Parei em frente ao carro de Ressler e coloquei a pequena menina no chão. Ela gritou. Me virei. Alguma coisa me lançou no chão. Meu cabelo cobriu meu rosto, e mãos grandes apertaram meu pescoço.
—Jenna Mhoritz. –A voz era masculina. –Lembro de você, mas não deve me conhecer. –Tentei afastar as mãos da mim. –Meu pai te sequestrou, quando você tinha treze anos. Lembra disso? Ele engravidou você...
Minhas mãos escorregaram para longe do homem. Ele era filho do monstro que havia me machucado. A surpresa me atingiu com força. Uma arma foi engatilhada.
—Se afaste dela ou explodo sua cabeça. –A voz era de Keen. O homem me soltou, mas não se afastou. –Não estou blefando, sou capaz disso. Se afaste. –O cara saiu de cima de mim. Me sentei. Keen o algemou. –Jenna, está tudo bem?
—Estou. –Respondi, levantando e pegando a menina de volta no colo. –Estou bem.
***
—Como é o seu nome?
—Nitta. –A menina respondeu, balançando as pernas. Estava sentada na minha mesa, com um suco de caixinha e um sanduíche em mãos. De acordo com ela, não comia há horas.
—Quantos anos você tem, Nitta?
—Oito. Como é o seu nome?
—Jenna. –Inclinou a cabeça para o lado.
—Você é policial?
—Agente federal. FBI.
—Ah. –Assentiu, como se entendesse bem.
—Jenna. –Ressler chamou, parando na porta. –A assistente social já chegou.
—Nitta, você precisa ir agora. –Expliquei. –Vai com uma moça, que vai te levar para uma casa cheia de outras crianças. Lá você vai esperar, até encontrar uma família. Ok?
—Ok. –Murmurou. –Obrigada, Jenna. –Largou o que segurava e me abraçou. –Obrigada.

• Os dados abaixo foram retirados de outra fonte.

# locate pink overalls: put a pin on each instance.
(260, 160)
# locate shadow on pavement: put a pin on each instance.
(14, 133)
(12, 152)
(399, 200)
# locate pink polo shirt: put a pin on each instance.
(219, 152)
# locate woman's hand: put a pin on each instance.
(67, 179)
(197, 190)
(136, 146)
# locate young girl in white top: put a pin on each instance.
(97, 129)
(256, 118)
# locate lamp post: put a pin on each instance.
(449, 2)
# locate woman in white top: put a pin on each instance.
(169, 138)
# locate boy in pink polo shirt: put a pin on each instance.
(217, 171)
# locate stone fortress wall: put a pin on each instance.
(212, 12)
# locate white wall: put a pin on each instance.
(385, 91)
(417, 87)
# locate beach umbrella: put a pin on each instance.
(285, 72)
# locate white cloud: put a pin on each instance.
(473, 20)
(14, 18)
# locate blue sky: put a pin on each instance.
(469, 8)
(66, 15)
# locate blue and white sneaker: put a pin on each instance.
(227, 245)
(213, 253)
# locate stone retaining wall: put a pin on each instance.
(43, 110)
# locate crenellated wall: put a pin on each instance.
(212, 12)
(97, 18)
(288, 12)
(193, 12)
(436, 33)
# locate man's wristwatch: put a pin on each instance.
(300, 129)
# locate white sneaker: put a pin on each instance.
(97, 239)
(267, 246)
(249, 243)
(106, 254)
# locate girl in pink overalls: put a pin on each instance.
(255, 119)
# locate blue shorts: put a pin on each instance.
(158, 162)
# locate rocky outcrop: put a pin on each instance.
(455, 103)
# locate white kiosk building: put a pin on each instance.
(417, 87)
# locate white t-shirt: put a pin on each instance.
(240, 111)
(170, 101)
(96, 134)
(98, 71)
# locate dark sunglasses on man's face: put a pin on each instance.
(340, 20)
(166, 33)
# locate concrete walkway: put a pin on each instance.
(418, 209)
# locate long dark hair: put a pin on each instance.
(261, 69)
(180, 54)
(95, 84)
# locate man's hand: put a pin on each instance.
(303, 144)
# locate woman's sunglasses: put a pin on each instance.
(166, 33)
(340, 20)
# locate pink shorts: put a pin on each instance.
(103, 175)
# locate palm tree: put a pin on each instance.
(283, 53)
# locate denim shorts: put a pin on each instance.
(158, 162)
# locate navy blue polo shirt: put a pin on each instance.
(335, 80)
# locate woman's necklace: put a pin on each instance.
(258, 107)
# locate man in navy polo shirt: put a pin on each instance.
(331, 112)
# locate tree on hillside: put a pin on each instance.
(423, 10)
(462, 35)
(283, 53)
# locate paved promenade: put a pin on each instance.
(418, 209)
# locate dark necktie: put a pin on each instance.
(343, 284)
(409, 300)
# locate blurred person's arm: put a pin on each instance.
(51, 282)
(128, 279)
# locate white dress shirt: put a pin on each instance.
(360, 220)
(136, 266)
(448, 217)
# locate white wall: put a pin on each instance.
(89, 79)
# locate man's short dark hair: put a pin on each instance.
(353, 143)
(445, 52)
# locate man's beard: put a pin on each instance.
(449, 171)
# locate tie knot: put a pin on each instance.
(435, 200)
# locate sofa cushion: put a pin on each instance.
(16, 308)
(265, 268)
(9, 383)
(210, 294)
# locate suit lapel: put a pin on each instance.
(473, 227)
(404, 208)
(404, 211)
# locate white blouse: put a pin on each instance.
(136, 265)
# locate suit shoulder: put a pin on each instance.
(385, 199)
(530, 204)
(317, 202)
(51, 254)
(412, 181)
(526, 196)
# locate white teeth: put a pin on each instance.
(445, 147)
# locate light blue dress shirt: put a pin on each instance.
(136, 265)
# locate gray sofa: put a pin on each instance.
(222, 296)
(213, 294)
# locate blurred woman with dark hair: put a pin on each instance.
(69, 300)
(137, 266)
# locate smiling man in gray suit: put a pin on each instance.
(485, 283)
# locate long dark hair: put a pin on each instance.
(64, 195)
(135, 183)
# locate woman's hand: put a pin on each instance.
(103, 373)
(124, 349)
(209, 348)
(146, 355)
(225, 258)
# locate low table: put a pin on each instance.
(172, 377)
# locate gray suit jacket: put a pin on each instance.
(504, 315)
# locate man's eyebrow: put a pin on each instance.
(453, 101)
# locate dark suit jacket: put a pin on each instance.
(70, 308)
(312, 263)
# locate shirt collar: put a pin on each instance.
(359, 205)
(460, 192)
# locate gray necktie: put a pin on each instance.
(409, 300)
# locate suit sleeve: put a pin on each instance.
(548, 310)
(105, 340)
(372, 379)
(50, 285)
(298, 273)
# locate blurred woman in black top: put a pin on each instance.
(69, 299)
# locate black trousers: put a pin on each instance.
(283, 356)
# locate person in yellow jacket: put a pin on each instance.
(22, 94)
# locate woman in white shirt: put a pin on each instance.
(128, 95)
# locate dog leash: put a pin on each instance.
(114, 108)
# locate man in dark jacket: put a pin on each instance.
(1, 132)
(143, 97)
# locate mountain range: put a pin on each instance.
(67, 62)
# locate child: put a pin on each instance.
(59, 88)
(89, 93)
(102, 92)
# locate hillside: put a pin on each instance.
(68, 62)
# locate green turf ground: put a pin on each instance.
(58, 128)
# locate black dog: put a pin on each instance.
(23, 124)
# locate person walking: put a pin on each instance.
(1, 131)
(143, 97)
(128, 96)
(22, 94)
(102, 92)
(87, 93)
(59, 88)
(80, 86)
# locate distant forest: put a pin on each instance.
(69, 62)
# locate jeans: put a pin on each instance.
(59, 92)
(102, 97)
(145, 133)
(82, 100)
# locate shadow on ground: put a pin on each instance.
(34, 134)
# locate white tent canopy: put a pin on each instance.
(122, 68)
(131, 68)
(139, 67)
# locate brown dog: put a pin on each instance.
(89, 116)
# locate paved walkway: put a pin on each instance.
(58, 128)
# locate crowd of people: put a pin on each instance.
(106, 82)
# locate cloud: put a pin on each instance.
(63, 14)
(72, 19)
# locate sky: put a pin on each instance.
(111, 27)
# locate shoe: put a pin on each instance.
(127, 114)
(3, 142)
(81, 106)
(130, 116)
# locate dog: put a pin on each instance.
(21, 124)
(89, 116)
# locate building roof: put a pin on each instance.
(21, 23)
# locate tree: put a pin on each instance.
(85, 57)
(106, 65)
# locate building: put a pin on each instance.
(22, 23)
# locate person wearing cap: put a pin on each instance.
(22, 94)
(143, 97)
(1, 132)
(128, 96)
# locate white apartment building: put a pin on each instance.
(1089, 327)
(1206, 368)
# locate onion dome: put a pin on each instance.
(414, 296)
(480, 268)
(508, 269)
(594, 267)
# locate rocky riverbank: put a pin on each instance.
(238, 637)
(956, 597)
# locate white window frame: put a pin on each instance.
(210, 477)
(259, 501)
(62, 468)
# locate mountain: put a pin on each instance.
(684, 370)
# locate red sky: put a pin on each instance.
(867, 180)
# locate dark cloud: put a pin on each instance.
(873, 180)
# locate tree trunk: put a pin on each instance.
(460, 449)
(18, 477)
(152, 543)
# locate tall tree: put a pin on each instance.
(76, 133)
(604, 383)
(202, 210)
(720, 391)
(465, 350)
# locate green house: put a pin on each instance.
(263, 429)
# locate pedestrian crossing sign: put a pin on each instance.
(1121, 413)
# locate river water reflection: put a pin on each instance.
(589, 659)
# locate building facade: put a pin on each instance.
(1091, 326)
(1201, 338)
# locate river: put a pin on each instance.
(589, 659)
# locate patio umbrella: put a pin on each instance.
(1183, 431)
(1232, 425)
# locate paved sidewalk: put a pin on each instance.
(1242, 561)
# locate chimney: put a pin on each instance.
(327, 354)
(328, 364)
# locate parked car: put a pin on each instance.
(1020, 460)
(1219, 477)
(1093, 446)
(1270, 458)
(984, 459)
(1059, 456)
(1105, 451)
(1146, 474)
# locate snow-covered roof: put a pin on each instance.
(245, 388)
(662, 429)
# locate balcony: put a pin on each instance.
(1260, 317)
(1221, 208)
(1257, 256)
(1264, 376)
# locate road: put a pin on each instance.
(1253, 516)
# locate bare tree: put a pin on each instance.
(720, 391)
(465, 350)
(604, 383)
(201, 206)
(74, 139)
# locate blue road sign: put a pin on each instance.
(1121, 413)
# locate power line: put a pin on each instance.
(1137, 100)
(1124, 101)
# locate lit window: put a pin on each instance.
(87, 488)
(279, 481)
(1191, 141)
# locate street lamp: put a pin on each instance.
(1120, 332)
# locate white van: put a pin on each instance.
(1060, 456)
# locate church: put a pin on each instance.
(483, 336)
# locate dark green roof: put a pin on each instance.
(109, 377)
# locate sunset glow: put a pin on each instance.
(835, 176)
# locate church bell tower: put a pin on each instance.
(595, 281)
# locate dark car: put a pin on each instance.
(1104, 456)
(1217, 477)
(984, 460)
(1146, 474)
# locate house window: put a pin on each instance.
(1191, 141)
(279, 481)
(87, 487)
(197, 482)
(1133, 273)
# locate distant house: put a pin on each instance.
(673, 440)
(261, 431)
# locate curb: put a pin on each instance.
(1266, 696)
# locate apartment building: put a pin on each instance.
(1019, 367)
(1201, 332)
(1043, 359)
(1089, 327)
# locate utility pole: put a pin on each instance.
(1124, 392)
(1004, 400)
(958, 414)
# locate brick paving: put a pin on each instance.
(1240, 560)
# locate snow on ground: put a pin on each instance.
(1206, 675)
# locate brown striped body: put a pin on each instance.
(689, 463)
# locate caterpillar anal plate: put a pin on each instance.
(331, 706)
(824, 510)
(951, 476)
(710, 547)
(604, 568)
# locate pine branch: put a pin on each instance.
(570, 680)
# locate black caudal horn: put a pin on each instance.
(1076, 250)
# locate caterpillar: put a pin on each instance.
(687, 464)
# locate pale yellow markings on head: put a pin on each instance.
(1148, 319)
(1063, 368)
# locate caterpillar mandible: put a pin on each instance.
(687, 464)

—De nada, pequena. –Dei um beijo na testa dela. –Boa sorte. –Ela pulou da mesa e deu a mão para Ressler, que sorriu e a levou.
O dia tinha acabado. O monstro dono do Clube Striller foi preso, assim como o filho do homem que havia me machucado, e diversos outros criminosos. Todas as meninas foram levadas para lares adotivos e orfanatos. Tudo estava bem.
***
—Você parece exausta, Mhoritz. –Demetri disse, lidando com as panelas no fogão.
—Nem faz ideia. E aí, o que pretende fazer para o jantar de hoje?
—Não encontrei muita coisa, de novo, na sua dispensa. –As compras que Red fez já não incluíam alimentos para jantar. –Então vai ser estrogonofe mesmo.
—Nunca comi isso aí.
—Pra tudo tem uma primeira vez. –Sorri.
—E essa garrafa de vinho, aqui? Estamos comemorando o que?
—O fato de você ter se recuperado com sucesso.
—Desculpa por acertar sua cabeça com um abajur. –Sorriu.
—Já desculpei. E eu é quem devia pedir desculpas. Devia ter parado quando pediu.
—Tudo bem. Já passou. –Se virou pra mim.
—Ei, está tomando todo o vinho, Dangerous. –Ri.
—Não estou não, e você também está. –Apontei pra taça dele. –Já encheu isso aí três vezes! Eu vi!
—Não exagera, foram duas.
—Ah, sei, duas.
—Não enche, Mhoritz.
***
—Ok, você definitivamente é o melhor cozinheiro do mundo. –Elogiei, de boca cheia. Demetri riu. –Esse negócio parece esquisito, mas é gostoso. Parabéns.
—Obrigado. –Me levantei para colocar o prato na pia, então peguei a taça. O vinho, em excesso, me deixou lenta, então acabei derrubando metade do conteúdo em Demetri.
—Ai, droga, desculpa. –Comecei a rir. –Cara, acho que fiquei tonta, espera. –Me apoiei na mesa. –Desculpa.
—Desastrada. –Sorriu.
—Tira isso, vamos jogar água, ou vai manchar. –Tirou a camiseta branca, relevando a pele toda tatuada por baixo. –Uau.
—“Uau” o que?
—Nada. –Peguei a camiseta. –Já volto, vou jogar isso aqui na pia.
Meu apartamento não tinha lavanderia, e eu não ia descer tão tarde para a área compartilhada do prédio. Então coloquei a camiseta de Demetri na pia do banheiro. Depois de lavar como pude, a pendurei no box.
—Deve resolver. –Murmurei, saindo do banheiro e batendo com tudo em Demetri. –Ai.
—Desculpa.
—O que significam todas essas tatuagens?-Inclinei a cabeça para o lado.
—Nas costelas, a palavra “Paz”, em várias línguas. –Reconheci algumas. –As armas... Bem, entendo muito de armas.
—Tem facas aí.
—Sim, sou bom com facas. –Ri.
—E isso aqui?–Toquei um brasão marcado no peito dele. –O que é?
—O brasão da minha família.
—Hum... É bonito...
Nem tive tempo de piscar. Demetri agarrou minha cintura com as mãos e me beijou. Eu não sei por que correspondi (sabia que não devia ter bebido demais), apenas... Segui em frente.
Demetri me pegou no colo, e não interrompeu o beijo enquanto íamos pro meu quarto... Eu devia ter parado ali. Mas não parei.